Assessment of endoscopic and histological features are important tools in the diagnosis and monitoring of EoE.4,8

  • Endoscopic findings for the diagnosis in adults should be evaluated using the EoE Endoscopic Reference Score, or EREFS;4,8 this reference scoring system allows clinicians to grade the five major endoscopic findings in EoE, which are described by the ‘EREFS’ acronym (Edema, Rings, Exudates, Furrows and Strictures), by severity4
  • Diagnosis of EoE based on histology findings require oesophageal biopsies demonstrating at least 15 eosinophils per high-powered field (eos/hpf), after evaluating for non-EoE disorders that cause or potentially contribute to EoE; at least six oesophageal biopsies from at least two oesophageal levels is recommended (e.g., either proximal, mid and/or distal), using the endoscopic findings to guide the location of the biopsies4,8
    • Histological analysis and assessment of eos/hpf is the gold standard in clinical practice for a diagnosis of EoE;8 however, in research settings, the EoE Histologic Scoring System has been suggested to objectively assess the severity (grade) and extent (stage) of eight common histological features of EoE, including, but not limited to, basal zone hyperplasia, eosinophilic infiltration and lamina propria fibrosis4,11

Identification of symptoms of oesophageal dysfunction, including dysphagia, food impaction, adaptive eating behaviours, heartburn and chest pain/discomfort in adults and adolescents.4,8

In infants and children, a significant proportion will present with a macroscopically normal oesophagus and non-specific symptoms of EoE, including, but not limited to, vomiting and abdominal pain.12 As such, biopsies are essential to diagnosis of EoE in children.12 In a meta-analysis of 1015 patients with EoE, 21% of children had a macroscopically normal oesophagus.12

Evaluation of non-EoE disorders that can potentially cause or contribute to oesophageal eosinophilia should also be considered, such as gastroesophageal reflux (GORD) disease, hypereosinophilic syndrome, non-EoE eosinophilic gastrointestinal diseases, achalasia and Crohn’s disease, pill oesophagitis and autoimmune diseases.4,8 Some patients with EoE may also present with concomitant disease, such as Crohn’s disease or GORD;12 therefore, attributing the cause of oesophageal symptoms to EoE is key.

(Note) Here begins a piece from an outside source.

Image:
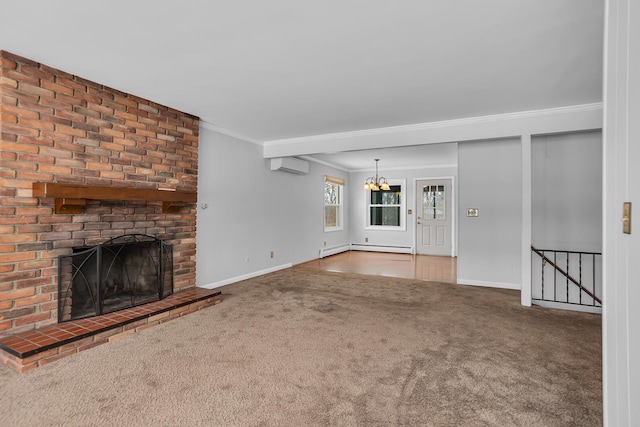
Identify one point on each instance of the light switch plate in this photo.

To learn more about recommendations for conducting endoscopy in EoE, click here

Several risk factors contribute to EoE pathogenesis

The incidence of EoE has increased rapidly in recent years. A recent paper pooled the global incidence and prevalence of EoE from 40 studies, which included patients (n=147,668) from 15 countries. Between 2011 and 2013, the prevalence was 32 cases per 100,000 inhabitant-years, which increased to approximately 74 cases per 100,000 inhabitant-years between 2017 and 2022, and was higher in adults than in children.13 However, the prevalence of EoE varies geographically, with higher rates reported in Australia, North America and Western Europe than Japan and China.14 The rising incidence suggests that environmental factors, and their interaction with the oesophageal epithelium, play an important role in disease pathogenesis.4,6,8,14

Ingested food allergens, including cow’s milk, wheat, soy and eggs, are known triggers of epithelial dysfunction and T2 inflammation in EoE, and are considered to be risk factors and drivers of the disease.4,8,14 A disrupted epithelial barrier permits allergen penetration and subsequent immune activation.8 Although food allergens are known triggers of EoE, the mechanisms behind allergen-specific immune activation are not fully understood and further research is needed. However, the removal of specific foods, either by dietary elimination or use of hypoallergenic formulas, can lead to disease remission.14

The involvement of aeroallergens, infectious disease and microbiome-altering factors in infancy (including antibiotic use during the first year of life, Caesarean delivery and pre-term birth, use of acid suppressants or a stay in a neonatal intensive care unit) have been also been implicated in several studies.14,15 Although these factors are being investigated for a possible role in EoE, they have not yet been defined as proven risk factors for EoE.15

It has been established that EoE is over five-times more likely to occur in people with atopy, and the more atopic comorbidities a patient has, the more likely they are to have EoE.16,17 Much like EoE, atopic diseases, such as asthma, feature a disrupted epithelial barrier, which initiates and drives long-term T2 inflammation and leads to clinical symptoms.4,18 Previous research suggests that between 60% and 80% of patients have concomitant allergic conditions, including IgE-mediated food allergies, asthma, atopic dermatitis and allergic rhinitis;4 therefore, the more atopic comorbidities a patient has the more likely they are to have EoE.4,17,19,20 This highlights the importance of evaluating patient history when making a diagnosis.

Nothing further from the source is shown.